Nevertheless, the city contends that even if the existing arbitration clause does not encompass contract arbitration of interest disputes, as permitted by subdivision (2), compulsory arbitration cannot be required under subdivision (4) during the term of the existing agreement; the dispute must be settled by the negotiation of a new contract after the expiration of the present one. The city interprets the statute to read that there is no impasse in negotiations unless the parties fail to reach an agreement 120 days before the expiration of any existing agreement. The Legislature has provided otherwise in unmistakable terms. The statute states that an impasse occurs when the parties fail to reach agreement 120 days before the end of the municipality’s fiscal year. The time is relevant because of the city’s need to anticipate future budgetary needs and allocate its revenues to meet the expenses incurred as a result of resolving impasse. In this case, impasse occurred when the parties failed to reach agreement 120 days before December 31, 1981, the end of the city’s fiscal year, not 120 days before December 31, 1982, the date when the existing agreement expired.

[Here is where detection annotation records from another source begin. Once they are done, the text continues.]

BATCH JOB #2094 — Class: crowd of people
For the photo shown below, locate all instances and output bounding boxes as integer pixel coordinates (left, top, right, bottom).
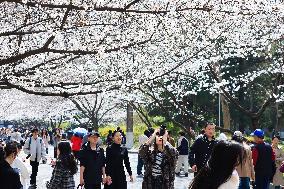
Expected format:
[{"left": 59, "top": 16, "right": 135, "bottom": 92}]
[{"left": 0, "top": 123, "right": 284, "bottom": 189}]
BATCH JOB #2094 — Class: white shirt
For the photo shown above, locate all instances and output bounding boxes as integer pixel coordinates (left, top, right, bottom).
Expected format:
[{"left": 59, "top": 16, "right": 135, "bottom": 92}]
[
  {"left": 218, "top": 170, "right": 240, "bottom": 189},
  {"left": 139, "top": 135, "right": 148, "bottom": 146},
  {"left": 24, "top": 137, "right": 46, "bottom": 162}
]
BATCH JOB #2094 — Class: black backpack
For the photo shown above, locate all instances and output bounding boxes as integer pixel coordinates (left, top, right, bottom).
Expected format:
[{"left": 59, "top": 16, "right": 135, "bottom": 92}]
[{"left": 28, "top": 137, "right": 42, "bottom": 150}]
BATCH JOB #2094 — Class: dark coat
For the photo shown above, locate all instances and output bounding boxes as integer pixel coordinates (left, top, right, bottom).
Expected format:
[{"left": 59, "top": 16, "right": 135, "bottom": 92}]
[
  {"left": 189, "top": 135, "right": 217, "bottom": 171},
  {"left": 46, "top": 161, "right": 75, "bottom": 189},
  {"left": 79, "top": 143, "right": 105, "bottom": 184},
  {"left": 139, "top": 144, "right": 178, "bottom": 189},
  {"left": 0, "top": 160, "right": 23, "bottom": 189},
  {"left": 105, "top": 143, "right": 132, "bottom": 189}
]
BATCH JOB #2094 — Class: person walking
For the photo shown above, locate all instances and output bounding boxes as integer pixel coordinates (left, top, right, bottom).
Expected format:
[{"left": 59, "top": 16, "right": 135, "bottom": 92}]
[
  {"left": 137, "top": 130, "right": 149, "bottom": 177},
  {"left": 81, "top": 127, "right": 93, "bottom": 146},
  {"left": 79, "top": 132, "right": 106, "bottom": 189},
  {"left": 46, "top": 141, "right": 78, "bottom": 189},
  {"left": 251, "top": 129, "right": 276, "bottom": 189},
  {"left": 139, "top": 129, "right": 178, "bottom": 189},
  {"left": 11, "top": 129, "right": 23, "bottom": 143},
  {"left": 232, "top": 131, "right": 255, "bottom": 189},
  {"left": 167, "top": 131, "right": 176, "bottom": 147},
  {"left": 0, "top": 142, "right": 23, "bottom": 189},
  {"left": 175, "top": 131, "right": 189, "bottom": 177},
  {"left": 189, "top": 141, "right": 245, "bottom": 189},
  {"left": 52, "top": 128, "right": 62, "bottom": 158},
  {"left": 71, "top": 133, "right": 82, "bottom": 159},
  {"left": 41, "top": 129, "right": 50, "bottom": 154},
  {"left": 24, "top": 128, "right": 46, "bottom": 188},
  {"left": 189, "top": 123, "right": 216, "bottom": 176},
  {"left": 271, "top": 135, "right": 284, "bottom": 189},
  {"left": 106, "top": 130, "right": 112, "bottom": 146},
  {"left": 11, "top": 143, "right": 30, "bottom": 189},
  {"left": 104, "top": 131, "right": 133, "bottom": 189}
]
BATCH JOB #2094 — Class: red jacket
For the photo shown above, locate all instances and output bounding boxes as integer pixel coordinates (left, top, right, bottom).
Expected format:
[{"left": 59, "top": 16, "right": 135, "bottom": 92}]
[{"left": 71, "top": 136, "right": 82, "bottom": 151}]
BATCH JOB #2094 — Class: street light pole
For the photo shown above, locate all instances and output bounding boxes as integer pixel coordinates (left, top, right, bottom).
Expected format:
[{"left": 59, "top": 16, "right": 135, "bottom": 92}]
[{"left": 219, "top": 90, "right": 221, "bottom": 127}]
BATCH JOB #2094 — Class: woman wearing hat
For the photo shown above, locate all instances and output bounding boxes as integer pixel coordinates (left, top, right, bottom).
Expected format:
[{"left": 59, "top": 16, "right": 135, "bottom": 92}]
[
  {"left": 79, "top": 132, "right": 106, "bottom": 189},
  {"left": 105, "top": 131, "right": 133, "bottom": 189},
  {"left": 271, "top": 135, "right": 284, "bottom": 189},
  {"left": 232, "top": 131, "right": 255, "bottom": 189}
]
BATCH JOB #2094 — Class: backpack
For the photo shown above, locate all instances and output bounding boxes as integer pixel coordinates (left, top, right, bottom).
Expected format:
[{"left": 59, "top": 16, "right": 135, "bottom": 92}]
[{"left": 28, "top": 137, "right": 42, "bottom": 150}]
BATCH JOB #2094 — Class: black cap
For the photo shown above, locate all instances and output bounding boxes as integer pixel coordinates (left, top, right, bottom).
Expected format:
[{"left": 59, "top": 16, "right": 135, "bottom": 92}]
[
  {"left": 31, "top": 128, "right": 39, "bottom": 133},
  {"left": 88, "top": 132, "right": 100, "bottom": 137}
]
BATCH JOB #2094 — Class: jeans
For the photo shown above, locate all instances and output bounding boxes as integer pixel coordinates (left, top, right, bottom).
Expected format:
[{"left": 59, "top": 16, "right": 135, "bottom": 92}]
[
  {"left": 30, "top": 161, "right": 39, "bottom": 184},
  {"left": 175, "top": 155, "right": 188, "bottom": 173},
  {"left": 239, "top": 177, "right": 250, "bottom": 189},
  {"left": 152, "top": 176, "right": 163, "bottom": 189},
  {"left": 137, "top": 155, "right": 144, "bottom": 175},
  {"left": 84, "top": 184, "right": 101, "bottom": 189},
  {"left": 255, "top": 176, "right": 270, "bottom": 189}
]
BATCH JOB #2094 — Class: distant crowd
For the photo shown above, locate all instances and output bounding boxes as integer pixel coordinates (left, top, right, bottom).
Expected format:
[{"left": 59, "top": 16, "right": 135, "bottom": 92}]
[{"left": 0, "top": 123, "right": 284, "bottom": 189}]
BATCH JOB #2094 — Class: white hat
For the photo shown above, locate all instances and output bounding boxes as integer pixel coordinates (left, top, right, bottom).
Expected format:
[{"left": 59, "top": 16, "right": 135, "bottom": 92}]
[
  {"left": 217, "top": 133, "right": 228, "bottom": 140},
  {"left": 234, "top": 131, "right": 243, "bottom": 137}
]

Our construction of section 209 is supported by strong policy considerations. The purpose of article 14 of the Civil Service Law is to foster harmonious and cooperative labor relations in the public sector and to avoid strikes. Section 209 establishes *173procedures for the resolution of employment disputes after the parties have reached an impasse in their attempt to resolve such disputes by negotiation. This is particularly important in the case of police and firemen because of the safety implications of unresolved labor disputes in those areas of employment. An interpretation of the statute which applies compulsory arbitration to impact disputes arising from a management decision during the term of a contract furthers that purpose because absent the availability of such procedures, a union would be required to assume a collective bargaining position which anticipated all management decisions that might be made during the life of a contract and the impact such decisions would have on terms and conditions of employment. Negotiations over such speculative matters could only impede the bargaining process by provoking bargaining over issues that might never arise.

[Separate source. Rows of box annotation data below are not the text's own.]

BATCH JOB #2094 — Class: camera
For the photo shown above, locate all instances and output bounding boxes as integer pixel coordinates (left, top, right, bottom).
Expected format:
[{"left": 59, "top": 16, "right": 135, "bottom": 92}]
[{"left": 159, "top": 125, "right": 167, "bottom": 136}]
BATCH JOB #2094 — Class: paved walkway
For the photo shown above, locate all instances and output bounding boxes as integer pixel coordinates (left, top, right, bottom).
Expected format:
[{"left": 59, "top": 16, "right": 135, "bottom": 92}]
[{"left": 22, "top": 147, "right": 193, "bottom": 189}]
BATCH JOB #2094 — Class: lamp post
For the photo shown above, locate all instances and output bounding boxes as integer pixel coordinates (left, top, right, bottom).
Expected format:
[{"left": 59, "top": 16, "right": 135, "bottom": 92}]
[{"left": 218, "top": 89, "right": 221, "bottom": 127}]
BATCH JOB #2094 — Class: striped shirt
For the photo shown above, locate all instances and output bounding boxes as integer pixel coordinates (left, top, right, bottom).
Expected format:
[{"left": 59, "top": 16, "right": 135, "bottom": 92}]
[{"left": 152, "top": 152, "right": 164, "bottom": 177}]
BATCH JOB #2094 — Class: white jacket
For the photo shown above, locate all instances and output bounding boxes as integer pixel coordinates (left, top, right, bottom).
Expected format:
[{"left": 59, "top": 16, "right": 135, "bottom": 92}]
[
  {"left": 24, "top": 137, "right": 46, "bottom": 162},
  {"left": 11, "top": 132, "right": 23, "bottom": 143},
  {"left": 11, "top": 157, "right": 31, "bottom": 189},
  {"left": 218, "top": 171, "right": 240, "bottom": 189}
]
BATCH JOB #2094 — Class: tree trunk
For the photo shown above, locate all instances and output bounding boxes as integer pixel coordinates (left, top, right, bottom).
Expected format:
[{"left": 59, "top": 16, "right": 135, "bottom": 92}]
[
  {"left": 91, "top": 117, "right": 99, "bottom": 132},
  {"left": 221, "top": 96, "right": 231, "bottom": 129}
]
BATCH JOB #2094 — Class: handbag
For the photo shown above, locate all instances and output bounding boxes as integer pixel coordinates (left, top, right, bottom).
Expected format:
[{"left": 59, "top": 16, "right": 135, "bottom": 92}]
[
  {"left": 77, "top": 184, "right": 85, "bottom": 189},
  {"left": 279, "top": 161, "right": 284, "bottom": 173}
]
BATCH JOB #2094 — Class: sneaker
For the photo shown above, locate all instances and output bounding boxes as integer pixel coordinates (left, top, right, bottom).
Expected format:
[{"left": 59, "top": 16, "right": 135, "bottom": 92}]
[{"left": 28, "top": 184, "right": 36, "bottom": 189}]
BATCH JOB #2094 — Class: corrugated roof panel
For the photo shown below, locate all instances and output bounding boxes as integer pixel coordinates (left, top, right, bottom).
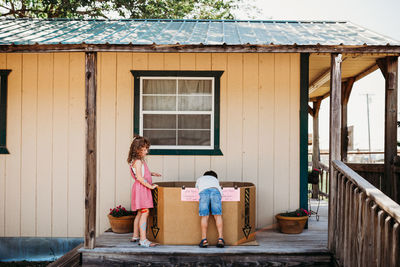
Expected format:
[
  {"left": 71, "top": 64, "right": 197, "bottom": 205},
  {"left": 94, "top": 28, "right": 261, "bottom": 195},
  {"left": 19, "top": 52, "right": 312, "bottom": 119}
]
[
  {"left": 205, "top": 22, "right": 224, "bottom": 45},
  {"left": 118, "top": 21, "right": 156, "bottom": 44},
  {"left": 154, "top": 22, "right": 182, "bottom": 44},
  {"left": 188, "top": 21, "right": 210, "bottom": 44},
  {"left": 103, "top": 20, "right": 144, "bottom": 44},
  {"left": 236, "top": 21, "right": 259, "bottom": 44},
  {"left": 0, "top": 19, "right": 400, "bottom": 45},
  {"left": 224, "top": 21, "right": 243, "bottom": 45}
]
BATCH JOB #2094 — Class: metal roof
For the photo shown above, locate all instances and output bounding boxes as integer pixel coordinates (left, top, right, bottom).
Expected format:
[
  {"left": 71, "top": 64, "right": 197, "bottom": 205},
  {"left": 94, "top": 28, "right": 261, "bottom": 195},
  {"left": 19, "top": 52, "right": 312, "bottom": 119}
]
[{"left": 0, "top": 19, "right": 400, "bottom": 46}]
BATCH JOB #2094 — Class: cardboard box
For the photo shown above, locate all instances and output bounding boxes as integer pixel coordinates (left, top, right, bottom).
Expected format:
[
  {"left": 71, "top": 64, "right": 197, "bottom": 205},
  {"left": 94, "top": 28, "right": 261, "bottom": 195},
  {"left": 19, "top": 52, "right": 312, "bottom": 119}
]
[{"left": 147, "top": 182, "right": 256, "bottom": 245}]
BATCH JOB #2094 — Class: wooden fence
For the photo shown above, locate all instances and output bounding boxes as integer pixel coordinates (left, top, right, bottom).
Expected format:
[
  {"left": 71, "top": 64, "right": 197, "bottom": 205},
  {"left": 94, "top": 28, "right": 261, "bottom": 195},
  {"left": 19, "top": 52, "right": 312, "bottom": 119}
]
[
  {"left": 328, "top": 160, "right": 400, "bottom": 266},
  {"left": 346, "top": 163, "right": 385, "bottom": 190}
]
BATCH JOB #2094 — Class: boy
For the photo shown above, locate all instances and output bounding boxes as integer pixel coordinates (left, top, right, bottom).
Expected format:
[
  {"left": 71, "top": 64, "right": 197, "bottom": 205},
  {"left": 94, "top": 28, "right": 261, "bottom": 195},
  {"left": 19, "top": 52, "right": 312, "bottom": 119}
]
[{"left": 196, "top": 171, "right": 225, "bottom": 248}]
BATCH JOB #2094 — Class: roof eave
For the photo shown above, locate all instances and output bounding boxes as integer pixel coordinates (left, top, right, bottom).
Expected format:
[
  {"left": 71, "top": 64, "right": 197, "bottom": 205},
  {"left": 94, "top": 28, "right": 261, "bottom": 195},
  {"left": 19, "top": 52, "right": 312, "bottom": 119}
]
[{"left": 0, "top": 43, "right": 400, "bottom": 55}]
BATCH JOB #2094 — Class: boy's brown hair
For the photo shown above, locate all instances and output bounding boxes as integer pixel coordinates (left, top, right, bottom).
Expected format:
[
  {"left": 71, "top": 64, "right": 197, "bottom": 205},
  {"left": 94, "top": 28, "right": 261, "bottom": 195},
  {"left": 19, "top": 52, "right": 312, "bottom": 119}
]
[{"left": 127, "top": 135, "right": 150, "bottom": 163}]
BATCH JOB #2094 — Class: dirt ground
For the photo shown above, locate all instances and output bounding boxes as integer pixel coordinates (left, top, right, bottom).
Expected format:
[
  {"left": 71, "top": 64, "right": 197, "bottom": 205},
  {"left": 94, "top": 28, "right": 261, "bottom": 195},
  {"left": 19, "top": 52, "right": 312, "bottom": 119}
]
[{"left": 0, "top": 261, "right": 51, "bottom": 267}]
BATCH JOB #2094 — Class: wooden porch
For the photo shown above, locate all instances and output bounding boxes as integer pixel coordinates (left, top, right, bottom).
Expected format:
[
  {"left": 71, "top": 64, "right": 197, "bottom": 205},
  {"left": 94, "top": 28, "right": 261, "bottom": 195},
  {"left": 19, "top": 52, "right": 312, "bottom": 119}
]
[{"left": 80, "top": 200, "right": 332, "bottom": 266}]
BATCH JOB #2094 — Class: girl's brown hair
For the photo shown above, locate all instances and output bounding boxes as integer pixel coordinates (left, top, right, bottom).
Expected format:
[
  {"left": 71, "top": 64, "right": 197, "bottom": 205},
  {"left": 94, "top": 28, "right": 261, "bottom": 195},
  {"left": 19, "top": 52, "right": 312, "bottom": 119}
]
[{"left": 127, "top": 135, "right": 150, "bottom": 163}]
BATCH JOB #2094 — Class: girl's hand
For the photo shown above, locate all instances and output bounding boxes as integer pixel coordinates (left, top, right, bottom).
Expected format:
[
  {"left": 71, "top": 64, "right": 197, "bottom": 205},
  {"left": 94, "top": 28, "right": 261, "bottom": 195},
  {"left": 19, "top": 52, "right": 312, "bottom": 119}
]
[{"left": 150, "top": 184, "right": 158, "bottom": 190}]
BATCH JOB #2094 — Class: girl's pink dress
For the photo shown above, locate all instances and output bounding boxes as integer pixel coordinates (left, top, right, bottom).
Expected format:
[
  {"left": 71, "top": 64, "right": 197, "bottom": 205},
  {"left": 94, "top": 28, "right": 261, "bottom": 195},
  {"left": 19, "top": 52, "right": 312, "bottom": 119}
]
[{"left": 130, "top": 161, "right": 153, "bottom": 211}]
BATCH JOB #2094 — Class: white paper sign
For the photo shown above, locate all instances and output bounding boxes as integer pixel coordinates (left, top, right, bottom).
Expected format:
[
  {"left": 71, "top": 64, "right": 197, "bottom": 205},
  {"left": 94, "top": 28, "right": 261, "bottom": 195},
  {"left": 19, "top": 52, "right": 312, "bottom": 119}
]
[{"left": 181, "top": 187, "right": 240, "bottom": 201}]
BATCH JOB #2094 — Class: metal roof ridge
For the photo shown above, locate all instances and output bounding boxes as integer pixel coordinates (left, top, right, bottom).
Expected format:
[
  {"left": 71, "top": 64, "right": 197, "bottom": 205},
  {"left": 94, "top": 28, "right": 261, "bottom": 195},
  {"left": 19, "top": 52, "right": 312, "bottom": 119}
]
[
  {"left": 349, "top": 21, "right": 400, "bottom": 45},
  {"left": 0, "top": 17, "right": 349, "bottom": 24}
]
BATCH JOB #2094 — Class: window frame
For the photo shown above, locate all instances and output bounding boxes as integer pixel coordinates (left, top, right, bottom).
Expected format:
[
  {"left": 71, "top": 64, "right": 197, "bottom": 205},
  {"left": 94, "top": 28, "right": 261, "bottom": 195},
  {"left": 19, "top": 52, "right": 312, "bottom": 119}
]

In sum, we conclude the PERB’s determination was neither irrational, unreasonable nor infected with an error of law. Accordingly, the judgment of the Appellate Division should be affirmed, with costs.

Chief Judge Wachtler and Judges Kaye, Alexander, Ti-tone, Hancock, Jr., and Bellacosa concur.

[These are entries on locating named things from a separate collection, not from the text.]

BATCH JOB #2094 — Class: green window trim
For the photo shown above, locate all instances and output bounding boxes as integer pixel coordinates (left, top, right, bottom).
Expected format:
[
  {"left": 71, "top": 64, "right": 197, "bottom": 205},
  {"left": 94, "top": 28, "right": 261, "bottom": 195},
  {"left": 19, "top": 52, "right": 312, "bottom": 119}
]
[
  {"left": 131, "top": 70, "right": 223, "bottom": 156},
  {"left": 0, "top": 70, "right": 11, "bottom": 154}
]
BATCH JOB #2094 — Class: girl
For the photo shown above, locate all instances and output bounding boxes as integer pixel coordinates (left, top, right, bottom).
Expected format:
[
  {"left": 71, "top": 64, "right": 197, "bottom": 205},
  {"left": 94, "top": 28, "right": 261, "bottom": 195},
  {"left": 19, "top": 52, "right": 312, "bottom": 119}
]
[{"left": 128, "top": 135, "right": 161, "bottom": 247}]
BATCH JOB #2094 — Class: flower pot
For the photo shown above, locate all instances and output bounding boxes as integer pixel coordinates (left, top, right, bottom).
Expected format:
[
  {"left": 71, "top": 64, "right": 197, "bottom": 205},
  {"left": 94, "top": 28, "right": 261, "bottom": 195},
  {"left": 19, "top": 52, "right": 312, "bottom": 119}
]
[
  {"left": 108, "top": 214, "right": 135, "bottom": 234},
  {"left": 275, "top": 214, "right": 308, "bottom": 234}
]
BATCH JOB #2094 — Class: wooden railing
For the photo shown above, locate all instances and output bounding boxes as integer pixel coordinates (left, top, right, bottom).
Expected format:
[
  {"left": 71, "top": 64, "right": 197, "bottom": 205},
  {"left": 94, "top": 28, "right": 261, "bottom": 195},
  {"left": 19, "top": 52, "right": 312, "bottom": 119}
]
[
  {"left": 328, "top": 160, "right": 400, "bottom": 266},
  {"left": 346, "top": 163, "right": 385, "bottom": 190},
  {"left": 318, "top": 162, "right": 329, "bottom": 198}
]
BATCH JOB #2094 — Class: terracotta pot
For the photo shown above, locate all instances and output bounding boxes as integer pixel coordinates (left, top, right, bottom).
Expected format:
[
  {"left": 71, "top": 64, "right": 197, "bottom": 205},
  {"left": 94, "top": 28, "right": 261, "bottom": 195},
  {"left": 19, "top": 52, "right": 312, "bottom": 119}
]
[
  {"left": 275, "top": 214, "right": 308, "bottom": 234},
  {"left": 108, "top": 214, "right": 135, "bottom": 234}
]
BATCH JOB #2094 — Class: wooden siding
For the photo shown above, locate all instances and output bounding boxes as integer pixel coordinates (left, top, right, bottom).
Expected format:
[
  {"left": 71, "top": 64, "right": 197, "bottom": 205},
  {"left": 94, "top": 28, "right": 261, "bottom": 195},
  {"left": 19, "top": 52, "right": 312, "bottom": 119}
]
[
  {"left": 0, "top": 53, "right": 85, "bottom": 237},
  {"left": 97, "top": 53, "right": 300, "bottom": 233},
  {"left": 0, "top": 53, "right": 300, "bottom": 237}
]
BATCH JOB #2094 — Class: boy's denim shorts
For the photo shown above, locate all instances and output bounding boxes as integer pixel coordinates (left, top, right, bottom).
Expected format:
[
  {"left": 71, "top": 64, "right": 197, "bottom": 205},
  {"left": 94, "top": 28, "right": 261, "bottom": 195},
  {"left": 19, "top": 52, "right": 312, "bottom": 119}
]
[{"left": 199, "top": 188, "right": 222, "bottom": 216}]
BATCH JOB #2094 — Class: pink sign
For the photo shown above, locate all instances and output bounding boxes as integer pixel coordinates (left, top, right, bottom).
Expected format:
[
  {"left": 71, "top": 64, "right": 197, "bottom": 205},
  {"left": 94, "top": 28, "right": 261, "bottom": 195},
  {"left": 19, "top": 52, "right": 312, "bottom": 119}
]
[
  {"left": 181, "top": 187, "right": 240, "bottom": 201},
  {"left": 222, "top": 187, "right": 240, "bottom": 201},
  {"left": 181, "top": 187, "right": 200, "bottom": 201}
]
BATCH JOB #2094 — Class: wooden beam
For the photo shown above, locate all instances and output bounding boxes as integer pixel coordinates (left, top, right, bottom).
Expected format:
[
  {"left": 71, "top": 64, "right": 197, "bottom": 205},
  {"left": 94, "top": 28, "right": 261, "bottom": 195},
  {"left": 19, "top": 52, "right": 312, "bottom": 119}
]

Judgment affirmed, with costs.

The proceedings began with a declaration of impasse and the appointment of a mediator by PERB. The city unsuccessfully challenged that appointment in a prior article 78 proceeding (see, 97 AD2d 258, affd 63 NY2d 793). We affirmed the dismissal of the city’s petition seeking prohibition in that special proceeding because petitioner had not demonstrated a clear legal wrong or that it had no other available avenue of judicial relief (see, 63 NY2d, pp 795-796). That decision does not, therefore, involve the *170same issue or have any preclusive effect in the present dispute (see, Kaufman v Lilly & Co., 65 NY2d 449, 455).